The North Pointe rezoning was submitted to the County in August 2000.  After receiving the first set of comments, the applicant indefinitely deferred the project until a traffic study was submitted in the summer of 2002.  At the request of the applicant, the Planning Commission held a public hearing on the project in late 2002.  The Commission unanimously recommended disapproval and the applicant asked the Board of Supervisors for a worksession to talk through the next steps.  The Board of Supervisors held a worksession and advised the applicant to go back to the Planning Commission to work through the details of the project.  The applicant went to the Planning Commission for a short series of worksessions in the summer of 2003 and, in the fall, asked the Commission to make a decision.  The Commission held a public hearing and the applicant requested several deferrals before asking the Planning Commission for action in November 2003.  The Planning Commission again recommended disapproval and the applicant again asked the Board of Supervisors for a worksession to talk through the next steps.

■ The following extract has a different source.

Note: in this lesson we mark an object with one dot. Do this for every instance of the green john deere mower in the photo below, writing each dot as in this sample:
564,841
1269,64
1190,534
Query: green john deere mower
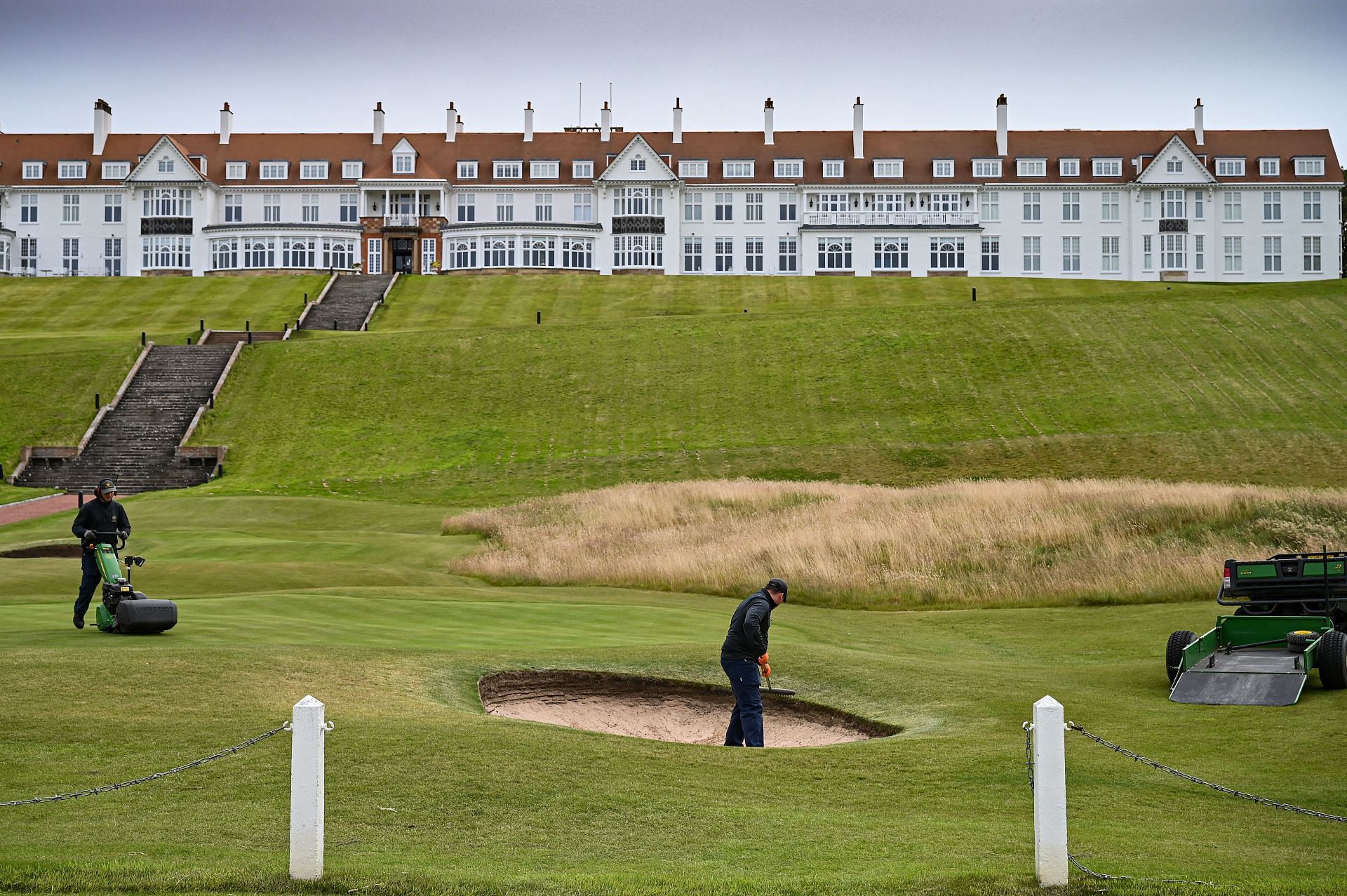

Throughout most of 2004, the Board and a smaller subcommittee appointed by the Board worked with the applicant to try to find resolution to some outstanding design issues identified by both the staff and the Planning Commission. The Board reviewed the project several times in 2004 and made its last review on November 10, 2004 during a worksession.  At that time, staff and the applicant were at an impasse on whether the project’s impacts were adequately addressed and appropriate.  Staff recommended that the Board act on the project rather than continue to ask the staff and applicant to find mutually agreeable resolution to the outstanding issues.  The Board agreed with staff and advised the applicant to bring the project back when the applicant’s proffers were ready for a public hearing and action by the Board.  Final proffers and a final application plan were provided over a year later, in December 2005.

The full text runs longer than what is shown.